In one embodiment of the present application, detecting an image area where a specified event contained in a video frame to be identified is located includes:

and inputting the video frame to be recognized into the trained event detection model for processing to obtain the image area of the specified event in the video frame to be recognized.

As an example of the present application, in order to efficiently perform event detection, after a video frame to be recognized is acquired, the video frame to be recognized is input into a trained event detection model for processing, so as to determine an image area where a specified event is located in the video frame to be recognized.

In this embodiment, a video frame to be recognized is input into a trained event detection model for processing, the position of an image area of a specified event in the video frame to be recognized is determined, and then the image area of the specified event in the video frame to be recognized is obtained based on the position of the image area of the specified event in the video frame to be recognized.

It can be understood that the event detection model may be trained in advance by the terminal device, or a file corresponding to the event detection model may be transplanted to the terminal device after being trained in advance by another device.

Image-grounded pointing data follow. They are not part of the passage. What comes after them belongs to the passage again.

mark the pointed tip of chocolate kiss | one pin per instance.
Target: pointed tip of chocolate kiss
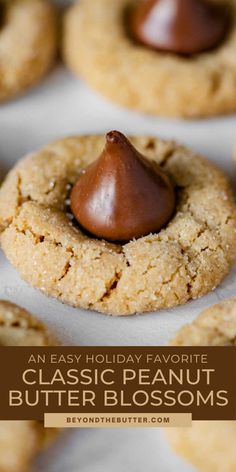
(179, 26)
(115, 137)
(122, 195)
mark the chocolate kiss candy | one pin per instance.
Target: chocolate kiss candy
(122, 195)
(179, 26)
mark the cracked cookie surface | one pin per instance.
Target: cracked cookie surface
(153, 82)
(185, 260)
(28, 41)
(20, 441)
(203, 443)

That is, the execution agent that trains the event detection model may be the same as or different from the execution agent that performs event detection using the event detection model. For example, when the initial event detection model is trained by other devices, after the initial event detection model is trained by other devices, the model parameters of the initial event detection model are fixed to obtain a file corresponding to the event detection model, and then the file is transplanted to the terminal device.

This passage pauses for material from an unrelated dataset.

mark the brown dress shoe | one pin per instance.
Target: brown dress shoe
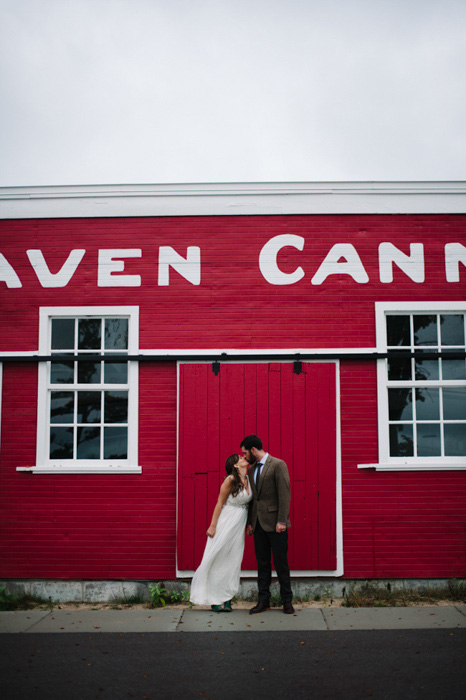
(261, 606)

In one embodiment, a sample video frame marked with a sample event is obtained; and taking the sample video frame with the marked sample event as a training set, and training to obtain an event detection model.

In one embodiment, a target video is obtained, and the target video is sampled according to a specified sampling rate to obtain an initial video frame. Inputting an initial video frame into a trained event monitoring model for processing to obtain an event detection result, wherein the event detection result is used for describing whether an image area where a specified event is located is included in the initial video frame; and if the first detection result indicates that the initial video frame contains the image area where the specified event is located, taking the initial video frame as the video frame to be identified.

S13: and inputting the image area into the trained event classification model for processing to obtain a classification result of the specified event.

As one example of the present application, the classification result of a specified event is used to describe the classification of the specified event.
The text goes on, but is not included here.